David Blaine, ELECTRIFIED, Pier 54, Oct. 5-8, 2012, NYC
Violent sparks of electric light brighten Pier 54 against the Jersey skyline on a cold October saturday night. Wrapped in the sounds of the Hudson River's steady lapping waters against old pier stonework, a bizarre figure stands suspended high up on a platform-shrouded in lightening. A human form moves slowly in a Faraday suit, surrounded by relentless bolts of electric shock. Sonic rhythms played live
on electronic keyboards trigger a synchronous lightening dance of electricity around the spaceman. It is wild, hypnotic, trance like. David Blaine's notorious extreme performance defying mortality, gravity and human bodily rhythms, finds its most ambitious mise en scene yet, a theater of million volts bombarding his body for 72 hours. While the mere sight of something so visually disconcerting is in itself a destination performance, what Blaine is investigating is the outer limits of human endurance.

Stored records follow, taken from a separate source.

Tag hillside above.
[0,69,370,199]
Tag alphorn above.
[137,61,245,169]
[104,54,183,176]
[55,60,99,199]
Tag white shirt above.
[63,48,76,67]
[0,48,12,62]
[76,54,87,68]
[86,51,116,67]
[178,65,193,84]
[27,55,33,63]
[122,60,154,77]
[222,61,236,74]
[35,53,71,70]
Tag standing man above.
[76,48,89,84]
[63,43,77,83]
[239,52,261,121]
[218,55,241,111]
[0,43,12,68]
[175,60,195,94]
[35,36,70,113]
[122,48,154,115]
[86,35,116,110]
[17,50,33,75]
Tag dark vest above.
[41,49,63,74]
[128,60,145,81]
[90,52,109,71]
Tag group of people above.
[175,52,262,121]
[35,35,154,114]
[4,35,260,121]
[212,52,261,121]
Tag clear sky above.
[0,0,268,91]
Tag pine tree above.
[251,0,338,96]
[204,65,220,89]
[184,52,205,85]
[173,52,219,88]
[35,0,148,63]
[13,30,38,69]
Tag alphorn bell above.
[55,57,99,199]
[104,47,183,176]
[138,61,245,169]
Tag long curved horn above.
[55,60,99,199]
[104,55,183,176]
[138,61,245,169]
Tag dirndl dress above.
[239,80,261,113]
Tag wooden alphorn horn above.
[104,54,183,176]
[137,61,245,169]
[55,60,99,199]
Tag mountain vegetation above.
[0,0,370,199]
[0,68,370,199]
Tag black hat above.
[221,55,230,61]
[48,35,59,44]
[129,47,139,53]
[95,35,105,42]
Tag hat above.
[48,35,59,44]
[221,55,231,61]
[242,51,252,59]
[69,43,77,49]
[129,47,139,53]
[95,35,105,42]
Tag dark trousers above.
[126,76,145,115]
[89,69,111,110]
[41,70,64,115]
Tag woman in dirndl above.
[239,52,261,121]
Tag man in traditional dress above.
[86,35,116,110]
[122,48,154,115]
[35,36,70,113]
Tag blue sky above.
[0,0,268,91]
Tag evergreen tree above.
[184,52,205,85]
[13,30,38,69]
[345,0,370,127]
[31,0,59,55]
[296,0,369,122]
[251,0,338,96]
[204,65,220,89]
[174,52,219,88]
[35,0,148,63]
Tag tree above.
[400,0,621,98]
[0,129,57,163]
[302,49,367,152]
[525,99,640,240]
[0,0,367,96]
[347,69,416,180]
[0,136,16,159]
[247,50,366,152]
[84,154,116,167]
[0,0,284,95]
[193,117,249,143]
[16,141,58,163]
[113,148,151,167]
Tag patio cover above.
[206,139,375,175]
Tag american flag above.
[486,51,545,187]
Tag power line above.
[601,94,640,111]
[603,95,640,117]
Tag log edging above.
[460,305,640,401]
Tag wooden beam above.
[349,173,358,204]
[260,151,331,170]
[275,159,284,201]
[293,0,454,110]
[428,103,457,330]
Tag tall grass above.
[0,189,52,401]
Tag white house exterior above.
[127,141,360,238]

The sound and light show is impressive, though for my taste, not in itself a reason to remember ELECTRIFIED. What makes this a remarkable performance of endurance is the extraordinary stretch of physicality and kinetic minimalism that Blaine subjects himself to - involving sleep deprivation, restricted mobility, and total denial of bodily needs for a period of 3 days. Surrounded by the utterly modern experience of electric immersion, Blaine asks his audiences at the edge of the Hudson River on a cold Fall night to consider the limits of human potential, the outer boundaries of kinetic performativity. The piece is at once block buster entertainment and zen meditation, high octane performance and magical journey into technological wizardry.